La comédie musicale américaine vient bien sûr du music-hall, du burlesque, de l’opérette. Assez étrangement, la mise en abyme est l’une des spécialités de la comédie musicale : beaucoup d’entre elles racontent l’histoire d’artistes de music-hall qui peinent à monter une comédie musicale. Les scènes de répétitions de ce spectacle permettent de répartir élégamment les différents numéros tout le long du récit, et de les alterner avec des scènes comiques ou romantiques.
Petit à petit, la comédie musicale va sortir des théâtres pour se jouer dans la rue (de studio la plupart de temps…). Les danseurs dansent sur les trottoirs mouillés, les chanteurs s’époumonent au bord d’un fleuve (de carton-pâte ou pas).

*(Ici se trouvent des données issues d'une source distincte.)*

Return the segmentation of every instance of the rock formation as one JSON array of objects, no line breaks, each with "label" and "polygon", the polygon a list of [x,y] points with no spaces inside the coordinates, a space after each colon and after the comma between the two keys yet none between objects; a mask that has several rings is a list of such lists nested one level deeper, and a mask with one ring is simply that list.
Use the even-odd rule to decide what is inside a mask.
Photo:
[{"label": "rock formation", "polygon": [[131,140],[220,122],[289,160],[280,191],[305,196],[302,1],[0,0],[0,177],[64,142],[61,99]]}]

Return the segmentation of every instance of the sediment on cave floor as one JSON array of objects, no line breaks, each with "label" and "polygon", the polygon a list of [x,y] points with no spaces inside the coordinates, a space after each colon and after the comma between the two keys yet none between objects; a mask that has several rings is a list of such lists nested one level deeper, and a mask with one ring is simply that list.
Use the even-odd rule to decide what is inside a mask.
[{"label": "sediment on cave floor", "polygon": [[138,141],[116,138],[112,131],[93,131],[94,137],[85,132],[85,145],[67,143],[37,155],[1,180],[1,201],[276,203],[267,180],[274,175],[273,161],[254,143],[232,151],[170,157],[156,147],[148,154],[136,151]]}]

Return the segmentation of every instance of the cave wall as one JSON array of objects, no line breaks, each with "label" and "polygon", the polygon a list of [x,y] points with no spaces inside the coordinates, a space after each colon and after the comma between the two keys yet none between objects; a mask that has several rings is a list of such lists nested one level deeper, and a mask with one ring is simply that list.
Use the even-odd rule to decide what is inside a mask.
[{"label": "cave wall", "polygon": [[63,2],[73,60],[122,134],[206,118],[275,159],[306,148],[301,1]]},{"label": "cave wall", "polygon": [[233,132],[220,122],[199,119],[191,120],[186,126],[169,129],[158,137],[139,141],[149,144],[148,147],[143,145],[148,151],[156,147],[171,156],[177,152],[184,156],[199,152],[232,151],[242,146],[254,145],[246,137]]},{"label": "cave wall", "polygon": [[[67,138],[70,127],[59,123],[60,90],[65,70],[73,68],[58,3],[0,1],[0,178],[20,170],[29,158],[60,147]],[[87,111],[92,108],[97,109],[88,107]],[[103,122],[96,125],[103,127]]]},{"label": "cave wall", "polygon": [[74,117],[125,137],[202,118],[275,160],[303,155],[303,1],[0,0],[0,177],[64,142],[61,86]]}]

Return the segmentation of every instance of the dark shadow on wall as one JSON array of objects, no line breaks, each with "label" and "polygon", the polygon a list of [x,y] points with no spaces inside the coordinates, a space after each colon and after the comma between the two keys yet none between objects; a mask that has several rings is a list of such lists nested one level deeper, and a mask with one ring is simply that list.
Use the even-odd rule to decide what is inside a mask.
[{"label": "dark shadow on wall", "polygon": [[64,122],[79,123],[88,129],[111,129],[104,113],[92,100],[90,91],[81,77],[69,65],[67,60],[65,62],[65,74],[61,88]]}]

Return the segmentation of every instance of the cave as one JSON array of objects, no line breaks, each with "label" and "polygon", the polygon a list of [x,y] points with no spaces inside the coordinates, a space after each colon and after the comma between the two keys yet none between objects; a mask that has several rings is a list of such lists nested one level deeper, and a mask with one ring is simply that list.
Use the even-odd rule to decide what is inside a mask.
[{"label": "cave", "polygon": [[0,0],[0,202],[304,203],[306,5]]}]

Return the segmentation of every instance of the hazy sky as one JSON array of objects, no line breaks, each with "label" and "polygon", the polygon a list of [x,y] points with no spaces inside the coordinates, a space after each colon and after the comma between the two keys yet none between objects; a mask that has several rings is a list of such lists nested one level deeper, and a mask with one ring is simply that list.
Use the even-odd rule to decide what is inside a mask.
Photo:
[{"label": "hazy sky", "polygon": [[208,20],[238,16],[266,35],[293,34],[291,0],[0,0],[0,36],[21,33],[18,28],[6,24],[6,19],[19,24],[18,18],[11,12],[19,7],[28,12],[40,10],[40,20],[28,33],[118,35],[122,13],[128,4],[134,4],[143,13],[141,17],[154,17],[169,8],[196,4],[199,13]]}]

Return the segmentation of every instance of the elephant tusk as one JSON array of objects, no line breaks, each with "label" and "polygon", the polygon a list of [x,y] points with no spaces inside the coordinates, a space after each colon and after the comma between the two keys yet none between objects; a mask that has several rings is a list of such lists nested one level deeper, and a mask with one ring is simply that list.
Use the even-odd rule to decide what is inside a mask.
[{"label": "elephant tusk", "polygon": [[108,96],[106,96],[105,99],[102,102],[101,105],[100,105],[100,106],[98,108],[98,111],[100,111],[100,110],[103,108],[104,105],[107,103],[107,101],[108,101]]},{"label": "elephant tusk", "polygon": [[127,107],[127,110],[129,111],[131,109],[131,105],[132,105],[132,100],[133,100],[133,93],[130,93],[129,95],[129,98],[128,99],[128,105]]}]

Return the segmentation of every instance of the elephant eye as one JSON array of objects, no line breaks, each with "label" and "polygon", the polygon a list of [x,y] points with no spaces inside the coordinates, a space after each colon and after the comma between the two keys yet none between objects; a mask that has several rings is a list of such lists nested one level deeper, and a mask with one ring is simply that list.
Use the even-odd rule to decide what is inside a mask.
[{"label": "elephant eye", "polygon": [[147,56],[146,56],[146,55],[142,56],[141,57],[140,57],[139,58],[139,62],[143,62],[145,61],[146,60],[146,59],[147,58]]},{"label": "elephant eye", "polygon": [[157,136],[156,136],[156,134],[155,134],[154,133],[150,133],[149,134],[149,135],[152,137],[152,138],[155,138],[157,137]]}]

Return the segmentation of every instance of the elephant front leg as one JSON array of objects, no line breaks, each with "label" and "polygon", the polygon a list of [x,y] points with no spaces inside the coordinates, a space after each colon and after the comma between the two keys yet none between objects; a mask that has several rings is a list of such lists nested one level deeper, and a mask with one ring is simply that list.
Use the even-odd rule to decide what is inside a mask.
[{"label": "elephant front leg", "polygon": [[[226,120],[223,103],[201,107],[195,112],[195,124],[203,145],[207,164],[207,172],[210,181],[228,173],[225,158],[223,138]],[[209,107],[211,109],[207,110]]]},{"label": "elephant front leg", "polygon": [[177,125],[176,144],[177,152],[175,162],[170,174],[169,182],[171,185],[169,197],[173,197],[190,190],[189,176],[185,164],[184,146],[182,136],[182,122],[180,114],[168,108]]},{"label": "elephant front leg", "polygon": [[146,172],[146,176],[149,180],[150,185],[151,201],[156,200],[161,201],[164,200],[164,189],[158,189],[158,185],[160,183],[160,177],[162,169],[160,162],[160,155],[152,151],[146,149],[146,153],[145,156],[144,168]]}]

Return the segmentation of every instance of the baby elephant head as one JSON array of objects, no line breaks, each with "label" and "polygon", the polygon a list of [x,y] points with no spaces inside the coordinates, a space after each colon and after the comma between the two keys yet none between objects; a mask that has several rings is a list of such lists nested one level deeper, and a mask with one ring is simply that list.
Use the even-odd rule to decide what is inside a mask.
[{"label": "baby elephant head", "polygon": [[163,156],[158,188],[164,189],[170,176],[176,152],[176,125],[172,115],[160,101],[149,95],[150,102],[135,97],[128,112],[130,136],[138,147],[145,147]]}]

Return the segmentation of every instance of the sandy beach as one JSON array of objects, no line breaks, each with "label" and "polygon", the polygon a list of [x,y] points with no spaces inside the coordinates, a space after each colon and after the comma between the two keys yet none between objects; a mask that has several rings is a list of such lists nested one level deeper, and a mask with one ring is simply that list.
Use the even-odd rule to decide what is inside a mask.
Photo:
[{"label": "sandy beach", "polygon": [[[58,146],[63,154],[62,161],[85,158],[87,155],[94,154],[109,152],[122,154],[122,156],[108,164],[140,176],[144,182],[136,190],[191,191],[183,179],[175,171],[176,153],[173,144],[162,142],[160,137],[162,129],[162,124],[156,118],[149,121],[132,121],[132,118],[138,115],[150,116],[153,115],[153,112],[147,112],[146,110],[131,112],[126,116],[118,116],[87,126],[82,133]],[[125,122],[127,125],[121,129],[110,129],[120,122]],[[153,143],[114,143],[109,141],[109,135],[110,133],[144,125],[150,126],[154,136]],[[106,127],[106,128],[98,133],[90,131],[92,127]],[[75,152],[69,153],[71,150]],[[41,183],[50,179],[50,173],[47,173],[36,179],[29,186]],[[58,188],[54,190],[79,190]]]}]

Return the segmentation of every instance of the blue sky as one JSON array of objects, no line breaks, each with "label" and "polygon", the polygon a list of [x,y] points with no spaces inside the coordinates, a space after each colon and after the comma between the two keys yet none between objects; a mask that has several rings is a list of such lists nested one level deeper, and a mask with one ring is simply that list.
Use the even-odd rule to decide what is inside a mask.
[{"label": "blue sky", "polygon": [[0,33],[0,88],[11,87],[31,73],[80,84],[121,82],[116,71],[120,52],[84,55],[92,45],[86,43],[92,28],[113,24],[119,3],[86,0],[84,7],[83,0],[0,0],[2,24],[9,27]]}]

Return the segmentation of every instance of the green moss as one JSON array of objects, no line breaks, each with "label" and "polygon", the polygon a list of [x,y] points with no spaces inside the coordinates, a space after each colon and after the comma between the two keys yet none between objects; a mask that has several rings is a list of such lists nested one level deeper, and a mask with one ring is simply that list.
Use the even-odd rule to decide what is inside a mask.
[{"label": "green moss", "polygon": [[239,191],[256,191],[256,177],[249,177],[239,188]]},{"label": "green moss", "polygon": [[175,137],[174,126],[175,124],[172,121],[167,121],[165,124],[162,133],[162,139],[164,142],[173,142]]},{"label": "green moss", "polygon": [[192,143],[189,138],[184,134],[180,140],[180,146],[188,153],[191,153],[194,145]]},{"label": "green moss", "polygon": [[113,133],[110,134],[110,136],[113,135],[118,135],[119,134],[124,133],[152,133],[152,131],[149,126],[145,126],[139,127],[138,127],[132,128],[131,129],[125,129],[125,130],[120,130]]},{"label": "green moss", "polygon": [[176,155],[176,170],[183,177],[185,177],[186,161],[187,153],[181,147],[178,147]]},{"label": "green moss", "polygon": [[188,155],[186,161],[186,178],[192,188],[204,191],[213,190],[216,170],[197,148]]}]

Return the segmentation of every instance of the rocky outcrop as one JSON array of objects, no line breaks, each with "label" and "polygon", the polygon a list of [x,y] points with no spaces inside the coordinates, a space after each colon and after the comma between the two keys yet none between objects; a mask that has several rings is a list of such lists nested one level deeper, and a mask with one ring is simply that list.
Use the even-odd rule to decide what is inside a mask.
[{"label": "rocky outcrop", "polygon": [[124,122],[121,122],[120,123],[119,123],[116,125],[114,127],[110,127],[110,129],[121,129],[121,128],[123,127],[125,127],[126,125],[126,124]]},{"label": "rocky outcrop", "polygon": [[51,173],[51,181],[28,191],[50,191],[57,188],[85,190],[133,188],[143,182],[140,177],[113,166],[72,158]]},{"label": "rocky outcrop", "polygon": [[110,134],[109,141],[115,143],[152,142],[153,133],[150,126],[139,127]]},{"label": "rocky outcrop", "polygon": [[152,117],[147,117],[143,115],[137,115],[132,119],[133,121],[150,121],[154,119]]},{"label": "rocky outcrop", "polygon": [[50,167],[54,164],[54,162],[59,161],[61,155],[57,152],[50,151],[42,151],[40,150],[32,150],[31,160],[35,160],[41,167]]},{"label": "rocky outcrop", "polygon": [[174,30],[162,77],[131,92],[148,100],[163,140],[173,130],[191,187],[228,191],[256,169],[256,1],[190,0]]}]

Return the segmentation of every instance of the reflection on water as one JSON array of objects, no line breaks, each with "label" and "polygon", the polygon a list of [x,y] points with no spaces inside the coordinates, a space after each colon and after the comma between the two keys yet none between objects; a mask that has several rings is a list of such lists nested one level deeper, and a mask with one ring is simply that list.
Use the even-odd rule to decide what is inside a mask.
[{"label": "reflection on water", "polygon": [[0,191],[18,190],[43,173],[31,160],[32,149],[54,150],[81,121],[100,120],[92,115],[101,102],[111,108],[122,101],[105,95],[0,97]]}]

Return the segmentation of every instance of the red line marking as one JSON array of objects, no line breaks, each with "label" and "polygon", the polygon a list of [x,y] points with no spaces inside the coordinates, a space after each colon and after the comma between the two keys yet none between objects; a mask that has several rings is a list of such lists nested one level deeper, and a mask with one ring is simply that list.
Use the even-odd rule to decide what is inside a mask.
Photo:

Chercheuses d’or de Busby Burkeley (1933) :
Née juste avant la Grande Dépression de 1929, la comédie musicale hollywoodienne la met en scène en tentant de rendre joyeux ce qui ne l’est pas. Volontairement ou non, le succès du spectacle mis en scène dans le film métaphorise la reprise économique, tente de donner de l’énergie et de l’espoir à la Nation et au spectateur touchés gravement par la Crise.
Busby Berkeley est LE grand créateur de la comédie musicale des années 30. A la fois chorégraphe et réalisateur, il invente tous les codes visuels du genre, comme ces angles de prises de vue surprenants qui permettent de créer des figures géométriques et abstraites avec le corps des danseurs. Ses décors sont flamboyants, il aime les foules, mêler le réel et l’imaginaire, les scènes tournées sur un vrai plateau de théâtre et les scènes tournées dans de vastes studios. Chercheuses d’or raconte l’histoire de quelques jeunes danseuses sans travail et sans le sou à la recherche d’un spectacle où trouver un cachet…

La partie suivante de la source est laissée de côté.